Nevertheless, the man had never looked more interested in what Joy had to say. Somehow, despite working in the same fields, tech entrepreneurs were always the most likely to believe tech bullshit. This was good for Joy as the client’s excitement would need to carry him through the next part of the pitch. The next part was usually boring for men in their late-thirties, who are just young enough to not have to seriously contemplate their own mortality.
“Lastly, we come to the IntermissionTM. As you may already know, death for a rich man is a far more troublesome and tiresome matter than it is for the common man. You have to get your considerable affairs in order while simultaneously dodging unholy instruments of blasphemy such as the estate tax or *spit*, the inheritance tax. “
He affected a highly disgusted expression which provoked an almost patriotically sympathetic response from the client. The pastor was surprised. Such old wealth sensibilities from one so clearly newly rich was heartwarming to witness.
“Well, worry not, for the CMR is YOUR friend! Our premium members have complimentary access to our Axel Bequeath Pro service. Axel Pro allows a premium member to bequeath most of their inheritance to the CMR. Don’t be alarmed, this is merely temporary and the rights will revert back, tax free, to the rightful heirs after a few years. Ahh, I know what you are thinking. How do you manage that?”

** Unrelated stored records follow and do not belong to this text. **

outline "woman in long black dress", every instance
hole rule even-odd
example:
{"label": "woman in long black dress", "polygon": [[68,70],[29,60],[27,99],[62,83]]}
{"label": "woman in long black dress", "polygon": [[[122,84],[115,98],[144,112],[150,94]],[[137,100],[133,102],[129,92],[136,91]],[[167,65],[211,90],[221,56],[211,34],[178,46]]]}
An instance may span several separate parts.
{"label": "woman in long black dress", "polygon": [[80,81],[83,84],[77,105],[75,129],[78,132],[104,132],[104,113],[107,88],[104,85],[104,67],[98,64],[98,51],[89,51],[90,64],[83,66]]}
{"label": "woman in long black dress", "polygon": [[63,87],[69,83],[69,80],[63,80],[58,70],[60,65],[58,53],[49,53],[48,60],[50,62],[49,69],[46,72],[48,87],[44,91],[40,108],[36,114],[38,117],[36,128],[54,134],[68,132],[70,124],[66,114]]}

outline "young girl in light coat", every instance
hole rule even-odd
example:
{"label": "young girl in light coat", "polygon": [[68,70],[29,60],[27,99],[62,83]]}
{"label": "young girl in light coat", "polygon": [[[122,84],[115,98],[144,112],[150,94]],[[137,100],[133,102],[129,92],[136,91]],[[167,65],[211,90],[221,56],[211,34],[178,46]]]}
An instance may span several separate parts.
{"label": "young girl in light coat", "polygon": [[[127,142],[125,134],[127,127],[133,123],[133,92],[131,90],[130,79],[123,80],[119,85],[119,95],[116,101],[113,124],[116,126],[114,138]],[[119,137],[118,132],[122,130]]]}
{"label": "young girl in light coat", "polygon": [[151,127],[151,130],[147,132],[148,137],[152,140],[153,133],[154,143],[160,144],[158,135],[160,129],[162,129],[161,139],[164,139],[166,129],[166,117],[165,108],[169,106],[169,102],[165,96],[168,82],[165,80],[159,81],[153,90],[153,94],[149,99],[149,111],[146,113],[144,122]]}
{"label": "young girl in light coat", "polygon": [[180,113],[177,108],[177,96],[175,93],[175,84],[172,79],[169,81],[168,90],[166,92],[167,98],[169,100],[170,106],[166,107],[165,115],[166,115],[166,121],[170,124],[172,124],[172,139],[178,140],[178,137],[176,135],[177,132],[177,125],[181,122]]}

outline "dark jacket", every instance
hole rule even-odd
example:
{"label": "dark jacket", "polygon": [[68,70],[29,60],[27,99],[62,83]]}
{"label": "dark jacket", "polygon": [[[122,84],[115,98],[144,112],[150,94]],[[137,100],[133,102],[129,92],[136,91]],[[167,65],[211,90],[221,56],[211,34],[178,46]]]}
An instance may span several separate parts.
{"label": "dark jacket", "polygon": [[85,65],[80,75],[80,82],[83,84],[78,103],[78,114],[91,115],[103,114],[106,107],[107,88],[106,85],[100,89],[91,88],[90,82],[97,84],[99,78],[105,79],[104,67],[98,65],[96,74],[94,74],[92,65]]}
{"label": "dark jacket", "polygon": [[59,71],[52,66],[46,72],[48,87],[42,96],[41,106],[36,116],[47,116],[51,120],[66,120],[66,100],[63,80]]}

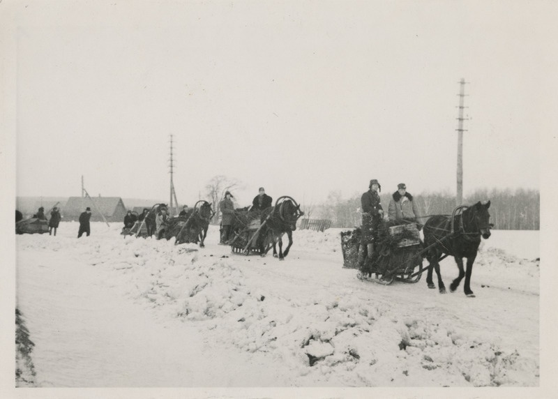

“Well, you bequeath as much of your liquid assets as you want to one of our member branches in our offshore island locations. Once bequeathed in such a manner, these assets cannot be taxed. However, when you bequeath your assets to the CMR, you can specify that the assets can only be used by the church if they are redeemed within a few years and for a specific purpose. Naturally, the CMR will fail to use these funds and the assets will therefore revert to your living heirs. Now, you may ask, wont those funds be taxed when they return to your heirs? No, they won’t! Because the laws of the island nation where our Axel branches are located specify that the funds must go to a local bank. And as you may already know, taxes in these shining beacons of enlightenment are gloriously low! “
The pastor felt uneasy. He had worked himself into such a righteous fervour while delivering the pitch that he was beginning to sound sarcastic. Or maybe he was actually being sarcastic, through some subconscious desire to distance himself from the pitch and its contents. It was hard to tell sometimes when he was delivering one of these pitches. Regardless, he would need to tone down his enthusiasm unless he wanted to offend the client.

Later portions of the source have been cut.